Night-time smartphone work drains employee effectiveness in the morning

Think your smart phone enables you to do it all? Handle work tasks at night and still be sharp at the office the next morning?

Think again, says new research by Christopher Barnes, an assistant professor of management at the University of Washington Foster School of Business.

Barnes and co-authors Klodiana Lanaj of the University of Florida and Russell Johnson of Michigan State University summarize their forthcoming paper in a Harvard Business Review blog post.

“Smartphones are enormously valuable for helping people fit work activity into times and places outside of the office,” they write. “However, our new research indicates the greater connectivity comes at a cost: using a smartphone to cram more work into a given evening results in less work done the next day… Smartphones are bad for sleep, and sleep is very important to effectiveness as an employee.”

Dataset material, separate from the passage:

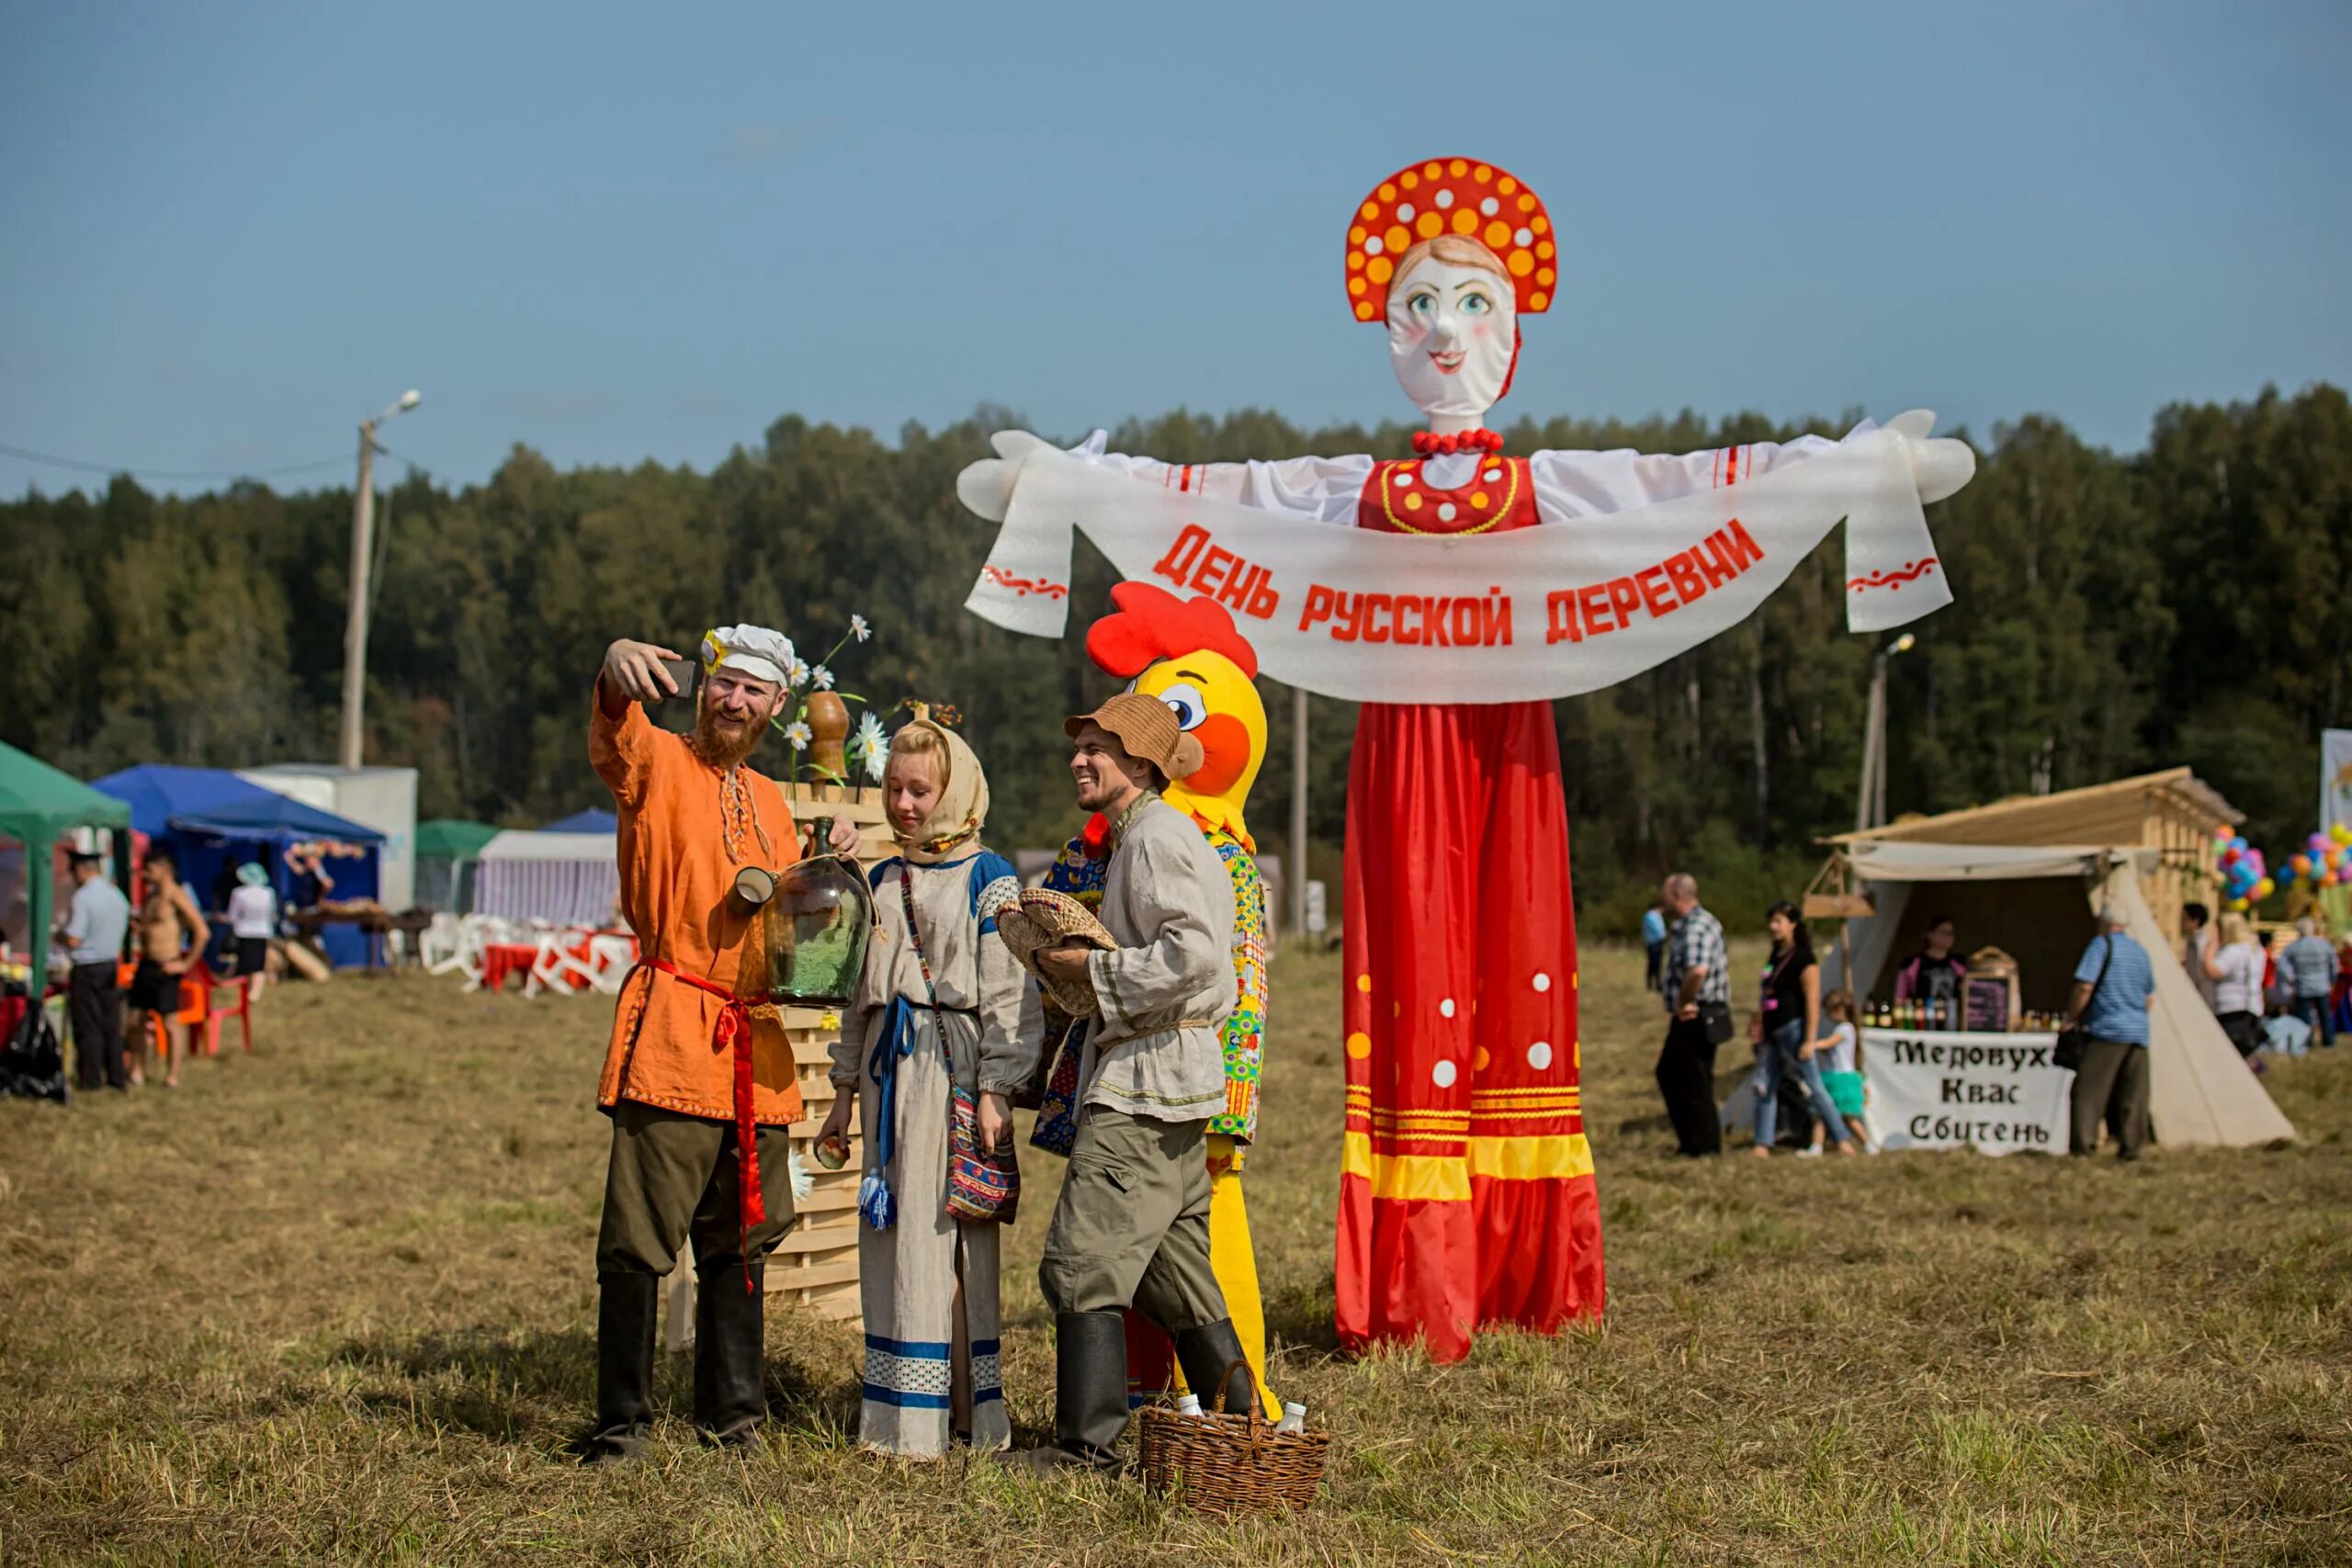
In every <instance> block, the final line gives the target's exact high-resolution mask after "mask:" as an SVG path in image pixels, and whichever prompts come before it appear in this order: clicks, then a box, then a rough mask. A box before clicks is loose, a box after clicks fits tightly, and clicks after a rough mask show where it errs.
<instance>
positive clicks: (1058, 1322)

Barnes explains that smartphones keep us mentally engaged with work late into the evening, making it harder to detach, relax, and sleep deeply to recharge our batteries.

He adds that managers need to find creative ways to balance the downside of smartphone use with the significant upside of this powerful work tool. One possible solution cited is adopting predictable time off each day, a set time to power down and psychologically disengage from work. Another is establishing new norms of when employees are expected to respond to e-mails.

“As smartphones become more embedded in our daily lives, we should continue to seek solutions that will enable us to stay in touch with smartphones and still get the sleep we need to be effective the next day,” the authors conclude. “In contrast to a short-term perspective that puts the current work item as the top priority, a perspective that focuses on longer-term performance will leave more room for managing smartphones in a manner that preserves sleep.

“The more important the job, the more important it is to work with a fresh brain. We would do well to remember that, and not let our phones call the shots.”

“Beginning the Workday yet Already Depleted? Consequences of Late-Night Smartphone Use and Sleep” is forthcoming in the journal Organizational Behavior and Human Decision Processes.